Rave Hennes, Molchanov Vladimir, Linsen Lars
IEEE Trans Vis Comput Graph. 2025 Apr;31(4):2114-2126. doi: 10.1109/TVCG.2024.3381453. Epub 2025 Feb 27.
Scatterplots provide a visual representation of bivariate data (or 2D embeddings of multivariate data) that allows for effective analyses of data dependencies, clusters, trends, and outliers. Unfortunately, classical scatterplots suffer from scalability issues, since growing data sizes eventually lead to overplotting and visual clutter on a screen with a fixed resolution, which hinders the data analysis process. We propose an algorithm that compensates for irregular sample distributions by a smooth transformation of the scatterplot's visual domain. Our algorithm evaluates the scatterplot's density distribution to compute a regularization mapping based on integral images of the rasterized density function. The mapping preserves the samples' neighborhood relations. Few regularization iterations suffice to achieve a nearly uniform sample distribution that efficiently uses the available screen space. We further propose approaches to visually convey the transformation that was applied to the scatterplot and compare them in a user study. We present a novel parallel algorithm for fast GPU-based integral-image computation, which allows for integrating our de-cluttering approach into interactive visual data analysis systems.

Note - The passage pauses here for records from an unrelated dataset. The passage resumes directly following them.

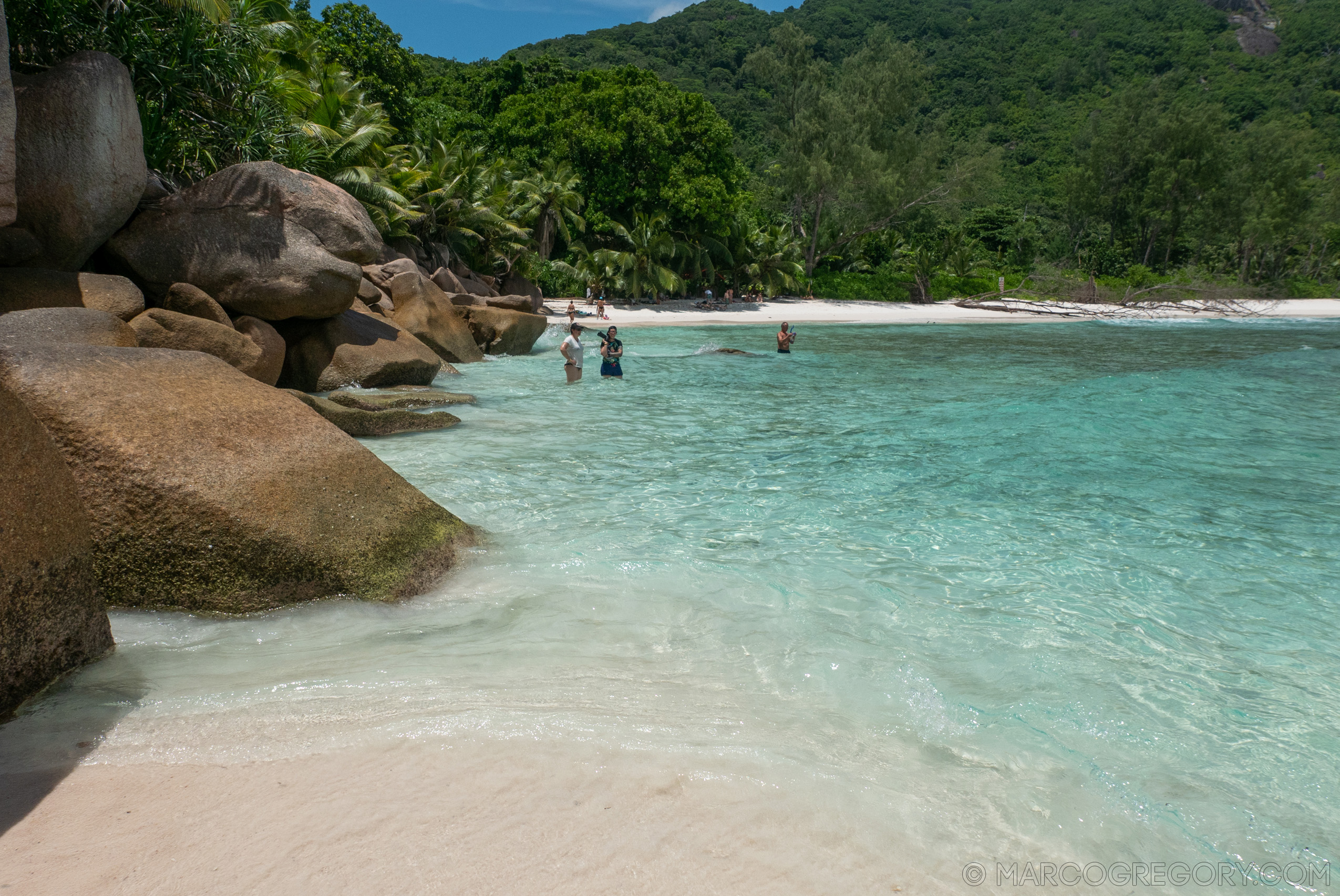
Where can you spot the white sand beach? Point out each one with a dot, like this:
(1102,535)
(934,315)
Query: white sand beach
(680,314)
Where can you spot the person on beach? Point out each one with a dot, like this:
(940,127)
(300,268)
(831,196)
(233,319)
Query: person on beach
(571,352)
(612,350)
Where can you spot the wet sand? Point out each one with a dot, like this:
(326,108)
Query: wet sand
(444,817)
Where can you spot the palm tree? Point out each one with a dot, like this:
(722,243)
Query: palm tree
(550,204)
(775,252)
(598,268)
(468,201)
(646,264)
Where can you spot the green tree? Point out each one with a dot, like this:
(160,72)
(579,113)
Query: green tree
(354,38)
(853,156)
(551,204)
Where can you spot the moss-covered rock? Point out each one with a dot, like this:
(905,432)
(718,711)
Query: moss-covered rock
(51,612)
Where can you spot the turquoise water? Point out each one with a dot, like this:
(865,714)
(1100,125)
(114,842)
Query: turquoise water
(1027,592)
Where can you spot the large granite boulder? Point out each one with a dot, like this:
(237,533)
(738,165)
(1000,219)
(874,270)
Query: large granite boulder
(425,311)
(187,299)
(208,491)
(272,348)
(8,116)
(25,289)
(354,347)
(66,327)
(81,157)
(447,282)
(162,328)
(498,331)
(260,239)
(364,423)
(512,303)
(51,612)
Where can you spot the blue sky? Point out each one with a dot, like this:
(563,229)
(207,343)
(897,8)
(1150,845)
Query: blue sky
(469,30)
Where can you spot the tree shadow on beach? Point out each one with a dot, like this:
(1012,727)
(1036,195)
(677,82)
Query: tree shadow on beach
(54,732)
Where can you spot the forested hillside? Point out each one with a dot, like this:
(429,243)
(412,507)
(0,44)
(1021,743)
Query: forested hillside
(1099,111)
(893,149)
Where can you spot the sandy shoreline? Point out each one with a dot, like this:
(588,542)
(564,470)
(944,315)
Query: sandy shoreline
(683,314)
(445,817)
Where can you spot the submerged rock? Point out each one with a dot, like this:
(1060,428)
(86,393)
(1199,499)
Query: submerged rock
(81,157)
(22,289)
(66,327)
(51,612)
(425,311)
(417,399)
(354,347)
(263,240)
(364,423)
(506,333)
(212,492)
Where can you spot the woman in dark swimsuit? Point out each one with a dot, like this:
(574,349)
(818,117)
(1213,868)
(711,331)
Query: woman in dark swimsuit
(612,350)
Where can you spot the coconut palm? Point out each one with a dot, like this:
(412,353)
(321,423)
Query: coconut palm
(646,264)
(550,204)
(775,264)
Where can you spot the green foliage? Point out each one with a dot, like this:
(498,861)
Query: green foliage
(211,94)
(1129,132)
(635,142)
(353,37)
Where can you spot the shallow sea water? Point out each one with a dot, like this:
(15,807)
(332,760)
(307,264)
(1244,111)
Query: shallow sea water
(1037,592)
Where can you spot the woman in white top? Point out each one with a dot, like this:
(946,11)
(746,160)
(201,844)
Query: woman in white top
(571,350)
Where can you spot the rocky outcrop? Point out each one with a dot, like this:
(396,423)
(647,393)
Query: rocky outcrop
(66,327)
(25,289)
(8,201)
(260,239)
(187,299)
(506,333)
(272,348)
(162,328)
(404,401)
(515,284)
(379,275)
(425,311)
(51,612)
(353,348)
(212,492)
(512,303)
(81,157)
(448,282)
(362,423)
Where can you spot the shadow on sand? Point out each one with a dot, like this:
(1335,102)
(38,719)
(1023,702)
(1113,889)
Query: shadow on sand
(57,729)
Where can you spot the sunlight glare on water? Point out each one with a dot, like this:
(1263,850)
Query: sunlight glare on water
(1009,591)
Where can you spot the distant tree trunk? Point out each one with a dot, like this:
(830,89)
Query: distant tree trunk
(814,239)
(546,238)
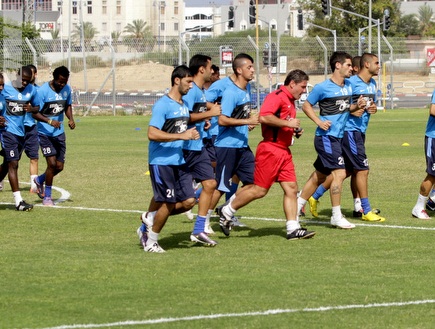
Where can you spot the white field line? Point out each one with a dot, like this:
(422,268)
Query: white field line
(244,314)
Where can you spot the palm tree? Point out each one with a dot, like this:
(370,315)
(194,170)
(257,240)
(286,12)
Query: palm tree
(89,32)
(139,35)
(425,14)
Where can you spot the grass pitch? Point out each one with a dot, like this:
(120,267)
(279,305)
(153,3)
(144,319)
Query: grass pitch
(79,265)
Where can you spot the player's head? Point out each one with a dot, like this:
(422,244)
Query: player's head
(181,79)
(370,62)
(60,77)
(200,62)
(356,64)
(296,83)
(243,65)
(338,57)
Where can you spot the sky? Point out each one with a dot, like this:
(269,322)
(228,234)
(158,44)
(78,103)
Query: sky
(206,3)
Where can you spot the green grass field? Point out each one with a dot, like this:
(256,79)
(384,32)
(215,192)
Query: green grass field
(79,264)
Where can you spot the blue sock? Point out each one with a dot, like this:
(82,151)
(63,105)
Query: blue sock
(198,193)
(199,225)
(41,179)
(365,204)
(233,189)
(47,191)
(319,192)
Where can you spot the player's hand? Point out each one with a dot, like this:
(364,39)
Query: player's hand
(71,124)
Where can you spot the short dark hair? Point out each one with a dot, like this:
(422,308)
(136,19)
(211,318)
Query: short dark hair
(338,57)
(238,60)
(181,71)
(61,71)
(297,76)
(197,61)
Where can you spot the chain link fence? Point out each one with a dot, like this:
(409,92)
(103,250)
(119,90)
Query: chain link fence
(308,54)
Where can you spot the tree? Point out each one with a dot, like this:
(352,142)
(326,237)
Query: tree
(139,35)
(89,32)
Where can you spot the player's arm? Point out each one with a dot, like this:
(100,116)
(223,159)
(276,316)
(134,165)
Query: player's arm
(157,135)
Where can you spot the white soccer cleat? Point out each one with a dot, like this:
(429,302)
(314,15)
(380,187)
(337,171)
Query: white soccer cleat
(342,223)
(420,213)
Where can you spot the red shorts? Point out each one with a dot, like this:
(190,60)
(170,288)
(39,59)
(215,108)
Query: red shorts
(273,163)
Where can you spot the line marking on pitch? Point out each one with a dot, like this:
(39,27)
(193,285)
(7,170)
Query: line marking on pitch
(244,314)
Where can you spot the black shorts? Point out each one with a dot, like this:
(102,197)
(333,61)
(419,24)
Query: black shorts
(171,184)
(31,142)
(53,146)
(234,161)
(199,164)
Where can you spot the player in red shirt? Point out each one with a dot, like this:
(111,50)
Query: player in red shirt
(273,160)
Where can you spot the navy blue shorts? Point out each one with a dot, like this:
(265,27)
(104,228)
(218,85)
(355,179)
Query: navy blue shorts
(31,142)
(329,154)
(199,164)
(53,146)
(354,151)
(13,146)
(171,184)
(209,146)
(234,161)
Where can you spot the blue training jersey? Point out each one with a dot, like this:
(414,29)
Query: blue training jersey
(196,102)
(53,106)
(334,103)
(15,100)
(236,103)
(171,117)
(430,127)
(368,91)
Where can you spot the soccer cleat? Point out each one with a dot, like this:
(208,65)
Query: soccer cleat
(300,233)
(39,188)
(143,236)
(208,230)
(225,223)
(24,206)
(47,201)
(154,248)
(372,217)
(358,214)
(237,222)
(420,213)
(342,223)
(430,205)
(313,206)
(203,238)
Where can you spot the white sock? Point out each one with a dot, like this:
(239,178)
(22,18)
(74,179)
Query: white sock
(32,182)
(152,237)
(357,204)
(17,197)
(336,212)
(292,225)
(421,201)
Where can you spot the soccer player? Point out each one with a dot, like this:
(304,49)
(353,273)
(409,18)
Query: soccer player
(428,182)
(234,157)
(21,97)
(354,138)
(170,177)
(31,142)
(196,156)
(55,100)
(273,159)
(335,103)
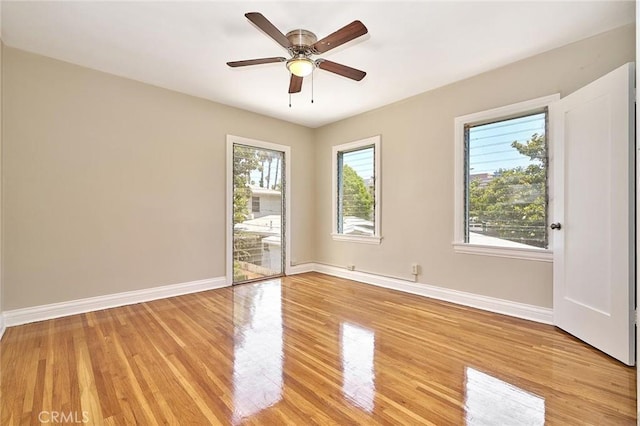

散点图提供了双变量数据(或多变量数据的二维嵌入)的可视化表示,能够有效地分析数据依赖性、聚类、趋势和异常值。不幸的是,传统散点图存在可扩展性问题,因为随着数据量的增加,最终会在固定分辨率的屏幕上导致重叠绘图和视觉混乱,这会阻碍数据分析过程。我们提出了一种算法,通过对散点图的视觉域进行平滑变换来补偿不规则的样本分布。我们的算法评估散点图的密度分布,以基于光栅化密度函数的积分图像计算正则化映射。该映射保留了样本的邻域关系。只需进行几次正则化迭代,就足以实现几乎均匀的样本分布,从而有效地利用可用的屏幕空间。我们还提出了一些方法来直观地传达应用于散点图的变换,并在用户研究中对它们进行比较。我们提出了一种新颖的并行算法,用于基于GPU的快速积分图像计算,该算法允许将我们的去噪方法集成到交互式视觉数据分析系统中。